For the organically-minded, the self-closed cosmos of the soil and the natural nature of agriculture as a vocation, the main argument for substitution agriculture is. Instead of using chemicals to feed plants artificially and keep pests at bay, organic farmers are focusing on building up soil health. The dirt is our beginning and end; that is why we harvest underground, keep animals out and work so hard to diversify plants that keep balanced nutrients in our soil.
That is why soil was a major focus of the federal government's efforts when it began incorporating codification of environmental standards into the law. Many people prefer organic farming because of its systemic approach, which links food production to ecology and connects land, people, plants and animals with the common goal of a healthy and vital environment. Food thinks that organically produced food is ecologically sound, has a higher nutritional value, is more palatable and is safer to eat. The ever-growing pool of people interested in organic food has increased in recent years, particularly in the United States and Europe.

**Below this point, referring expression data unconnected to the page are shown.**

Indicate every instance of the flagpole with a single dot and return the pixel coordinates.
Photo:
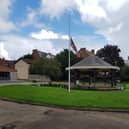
(69, 72)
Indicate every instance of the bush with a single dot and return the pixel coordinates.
(124, 73)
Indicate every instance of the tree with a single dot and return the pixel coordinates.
(111, 54)
(48, 67)
(62, 57)
(124, 73)
(27, 56)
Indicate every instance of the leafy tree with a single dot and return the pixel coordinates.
(48, 67)
(62, 57)
(27, 56)
(111, 54)
(124, 73)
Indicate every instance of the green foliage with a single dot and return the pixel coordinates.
(48, 67)
(61, 97)
(111, 54)
(124, 73)
(62, 57)
(27, 56)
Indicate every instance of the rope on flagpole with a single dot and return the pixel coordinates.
(69, 72)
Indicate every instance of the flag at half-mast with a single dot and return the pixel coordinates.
(73, 45)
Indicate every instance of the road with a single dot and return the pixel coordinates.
(25, 116)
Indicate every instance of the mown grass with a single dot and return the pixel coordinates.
(61, 97)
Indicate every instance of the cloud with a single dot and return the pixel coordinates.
(5, 24)
(108, 17)
(47, 34)
(17, 46)
(32, 19)
(55, 8)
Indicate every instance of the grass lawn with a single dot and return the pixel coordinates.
(61, 97)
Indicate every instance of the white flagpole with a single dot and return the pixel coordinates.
(69, 78)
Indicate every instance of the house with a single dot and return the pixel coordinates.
(22, 66)
(7, 70)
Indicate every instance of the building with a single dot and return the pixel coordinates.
(22, 67)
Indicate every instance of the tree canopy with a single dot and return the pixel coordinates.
(62, 57)
(111, 54)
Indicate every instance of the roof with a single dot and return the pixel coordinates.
(93, 62)
(6, 69)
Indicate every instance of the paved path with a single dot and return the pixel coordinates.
(25, 116)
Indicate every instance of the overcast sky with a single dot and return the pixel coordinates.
(43, 24)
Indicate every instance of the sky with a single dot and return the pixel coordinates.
(44, 25)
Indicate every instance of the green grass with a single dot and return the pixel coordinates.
(61, 97)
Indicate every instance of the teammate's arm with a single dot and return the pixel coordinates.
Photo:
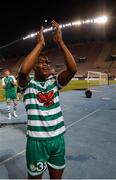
(13, 82)
(71, 67)
(30, 60)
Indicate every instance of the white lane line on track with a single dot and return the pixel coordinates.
(88, 115)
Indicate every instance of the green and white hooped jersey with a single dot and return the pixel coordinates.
(7, 81)
(43, 109)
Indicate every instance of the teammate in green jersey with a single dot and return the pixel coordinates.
(45, 127)
(9, 83)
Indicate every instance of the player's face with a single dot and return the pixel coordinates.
(42, 67)
(6, 72)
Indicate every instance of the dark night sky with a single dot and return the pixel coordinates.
(19, 18)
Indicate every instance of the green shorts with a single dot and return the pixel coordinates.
(40, 153)
(11, 95)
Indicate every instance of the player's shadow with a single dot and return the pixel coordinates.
(15, 166)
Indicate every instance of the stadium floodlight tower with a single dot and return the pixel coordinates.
(112, 60)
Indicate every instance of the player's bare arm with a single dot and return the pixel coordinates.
(30, 60)
(71, 67)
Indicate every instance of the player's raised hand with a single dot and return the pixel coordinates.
(40, 37)
(57, 32)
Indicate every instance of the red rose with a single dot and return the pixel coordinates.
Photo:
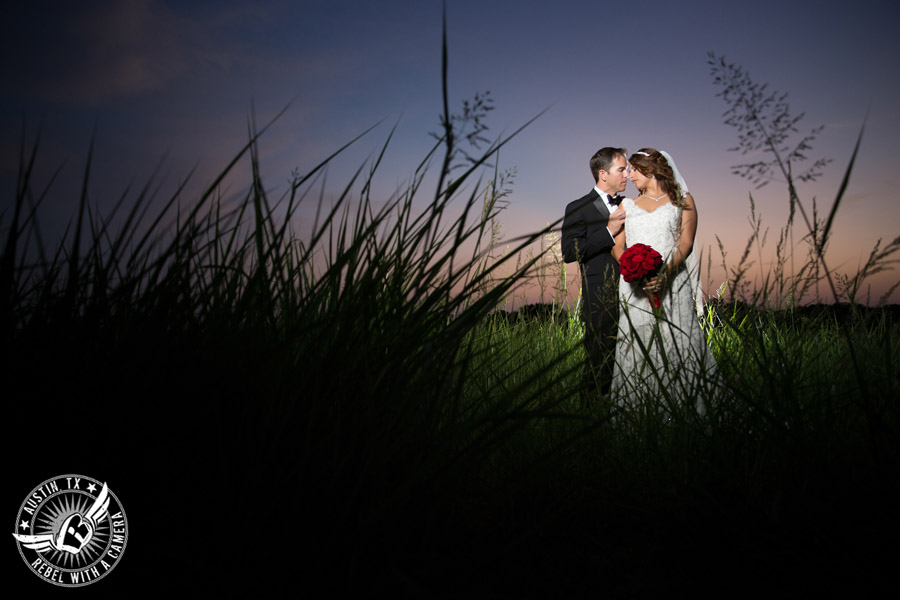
(639, 262)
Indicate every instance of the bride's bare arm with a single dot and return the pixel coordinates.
(619, 248)
(685, 244)
(688, 232)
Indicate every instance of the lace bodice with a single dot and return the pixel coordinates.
(657, 229)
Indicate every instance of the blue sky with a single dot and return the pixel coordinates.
(175, 81)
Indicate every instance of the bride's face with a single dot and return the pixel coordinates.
(639, 179)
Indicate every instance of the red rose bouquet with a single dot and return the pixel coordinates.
(640, 262)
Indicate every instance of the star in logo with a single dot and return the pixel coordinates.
(75, 532)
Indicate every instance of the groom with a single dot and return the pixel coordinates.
(588, 235)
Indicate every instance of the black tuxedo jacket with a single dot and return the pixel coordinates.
(586, 240)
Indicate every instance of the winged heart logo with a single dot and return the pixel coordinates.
(76, 531)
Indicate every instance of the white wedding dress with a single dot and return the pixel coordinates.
(662, 356)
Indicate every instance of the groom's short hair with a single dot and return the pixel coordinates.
(603, 158)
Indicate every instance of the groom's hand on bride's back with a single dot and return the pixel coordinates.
(616, 221)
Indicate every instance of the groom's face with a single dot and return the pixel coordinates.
(616, 178)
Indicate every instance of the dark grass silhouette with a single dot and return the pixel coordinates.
(281, 413)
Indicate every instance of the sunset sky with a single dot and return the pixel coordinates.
(175, 81)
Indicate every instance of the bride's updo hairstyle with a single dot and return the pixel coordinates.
(651, 163)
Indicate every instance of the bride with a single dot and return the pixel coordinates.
(661, 353)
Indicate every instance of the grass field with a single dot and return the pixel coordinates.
(348, 408)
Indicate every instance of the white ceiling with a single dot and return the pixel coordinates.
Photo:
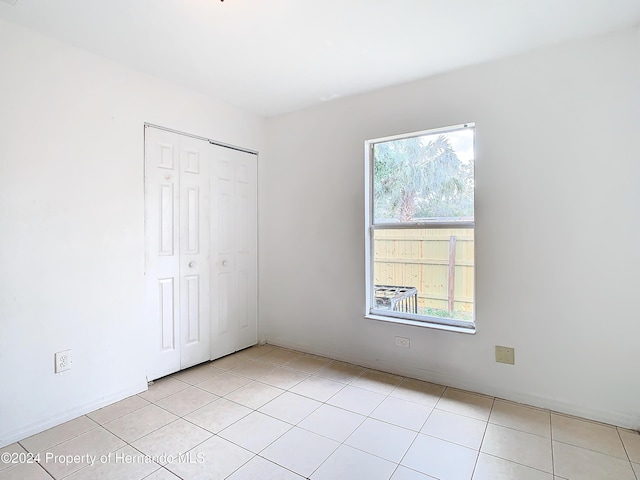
(276, 56)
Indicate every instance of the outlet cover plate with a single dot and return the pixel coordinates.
(505, 355)
(62, 361)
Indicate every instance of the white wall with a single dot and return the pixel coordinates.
(71, 222)
(558, 229)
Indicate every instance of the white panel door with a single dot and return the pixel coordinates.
(234, 246)
(195, 245)
(177, 230)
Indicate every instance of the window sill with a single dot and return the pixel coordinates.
(424, 324)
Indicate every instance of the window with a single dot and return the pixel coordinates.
(420, 228)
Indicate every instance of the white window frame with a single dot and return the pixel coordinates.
(462, 326)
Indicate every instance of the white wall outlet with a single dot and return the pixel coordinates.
(505, 355)
(62, 361)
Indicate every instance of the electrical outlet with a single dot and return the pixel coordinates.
(63, 361)
(505, 355)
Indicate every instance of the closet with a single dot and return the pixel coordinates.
(200, 250)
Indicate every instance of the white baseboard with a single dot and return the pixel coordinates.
(612, 418)
(7, 438)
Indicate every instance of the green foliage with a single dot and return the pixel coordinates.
(419, 178)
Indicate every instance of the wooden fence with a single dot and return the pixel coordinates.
(438, 262)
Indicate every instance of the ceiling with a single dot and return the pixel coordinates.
(274, 56)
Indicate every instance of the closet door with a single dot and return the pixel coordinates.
(195, 324)
(234, 248)
(177, 245)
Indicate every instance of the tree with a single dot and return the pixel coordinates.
(421, 177)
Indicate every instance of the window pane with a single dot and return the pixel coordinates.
(432, 267)
(428, 178)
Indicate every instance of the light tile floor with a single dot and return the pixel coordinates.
(273, 413)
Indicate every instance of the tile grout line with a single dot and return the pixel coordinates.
(493, 403)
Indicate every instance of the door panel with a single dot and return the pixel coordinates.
(177, 230)
(161, 254)
(201, 244)
(194, 250)
(234, 235)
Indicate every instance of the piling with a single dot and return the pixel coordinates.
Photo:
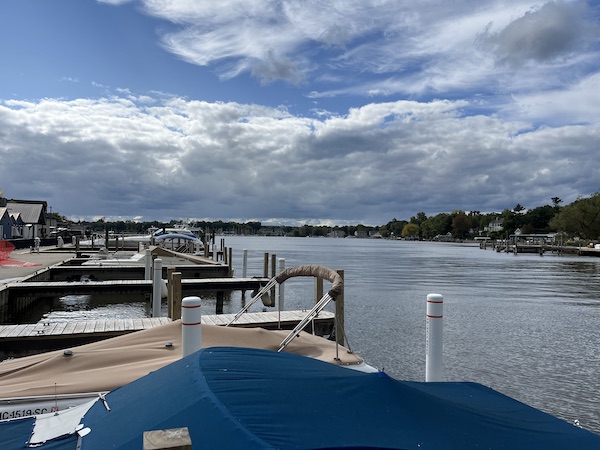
(434, 340)
(191, 328)
(172, 439)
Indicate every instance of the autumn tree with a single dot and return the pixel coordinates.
(410, 230)
(580, 218)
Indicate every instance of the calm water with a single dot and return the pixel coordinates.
(525, 325)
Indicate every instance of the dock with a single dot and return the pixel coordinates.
(18, 340)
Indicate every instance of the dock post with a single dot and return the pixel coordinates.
(148, 269)
(157, 288)
(339, 315)
(435, 338)
(219, 305)
(281, 300)
(266, 265)
(191, 325)
(170, 271)
(273, 273)
(318, 289)
(230, 260)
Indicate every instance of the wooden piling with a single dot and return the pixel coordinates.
(339, 315)
(177, 293)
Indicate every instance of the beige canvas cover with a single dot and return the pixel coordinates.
(111, 363)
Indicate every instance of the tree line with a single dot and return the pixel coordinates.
(580, 219)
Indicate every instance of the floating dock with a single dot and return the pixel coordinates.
(18, 340)
(57, 274)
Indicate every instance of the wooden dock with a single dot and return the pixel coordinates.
(189, 285)
(17, 340)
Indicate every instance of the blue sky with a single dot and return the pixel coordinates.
(333, 112)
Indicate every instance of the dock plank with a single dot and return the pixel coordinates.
(60, 327)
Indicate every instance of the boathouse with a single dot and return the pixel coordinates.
(29, 218)
(5, 223)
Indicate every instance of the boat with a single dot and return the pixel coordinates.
(233, 398)
(61, 379)
(295, 392)
(165, 236)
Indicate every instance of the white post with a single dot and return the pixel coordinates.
(157, 286)
(281, 290)
(148, 271)
(435, 338)
(191, 325)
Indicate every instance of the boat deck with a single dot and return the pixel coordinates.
(28, 338)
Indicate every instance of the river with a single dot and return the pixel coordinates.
(525, 325)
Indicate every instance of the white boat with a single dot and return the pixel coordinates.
(61, 379)
(245, 398)
(172, 237)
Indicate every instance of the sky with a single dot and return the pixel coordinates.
(321, 112)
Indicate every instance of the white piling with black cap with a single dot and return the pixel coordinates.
(245, 263)
(191, 325)
(435, 338)
(157, 288)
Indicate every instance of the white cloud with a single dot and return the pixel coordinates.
(177, 158)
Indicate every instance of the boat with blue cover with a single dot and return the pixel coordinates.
(233, 398)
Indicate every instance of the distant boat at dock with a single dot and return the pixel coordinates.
(164, 236)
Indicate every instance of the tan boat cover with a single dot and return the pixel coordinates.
(111, 363)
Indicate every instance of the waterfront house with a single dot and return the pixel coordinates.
(495, 225)
(32, 213)
(5, 223)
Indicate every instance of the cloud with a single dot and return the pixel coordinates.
(552, 33)
(176, 158)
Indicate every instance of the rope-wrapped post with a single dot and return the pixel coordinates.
(191, 325)
(157, 285)
(435, 338)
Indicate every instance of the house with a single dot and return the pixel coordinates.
(5, 223)
(17, 225)
(32, 213)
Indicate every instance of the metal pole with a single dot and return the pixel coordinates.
(157, 288)
(191, 325)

Organic farming was born in response to the growing awareness that the health of the soil is linked to the health of the future of mankind. Rodale Balfour Howard, to name a few, passionately shares the belief that soil health and vitality are key to future soil and food production and the importance of a healthy environment. The composting of waste generated and recycled on the premises improves soil fertility, which contributes to the biodiversity of many species. This is a holistic and philosophical approach to agriculture with all these objectives in mind. Stricter inspections, records and certifications are required to verify and maintain the ecological condition of the soil and the food produced. Monitoring and challenging certification rules and decisions has become an important part of organic farming practices in India, especially in recent years. In India, organic food must be produced without the use of pesticides, herbicides, fertilisers and ionising radiation. Before products can be labeled organic, a state-approved certifier must inspect the farm where the food is grown to ensure that farmers follow proper practices to meet USDA eco-standards. Companies handling and processing organic food before reaching supermarkets and restaurants will also have to obtain certification.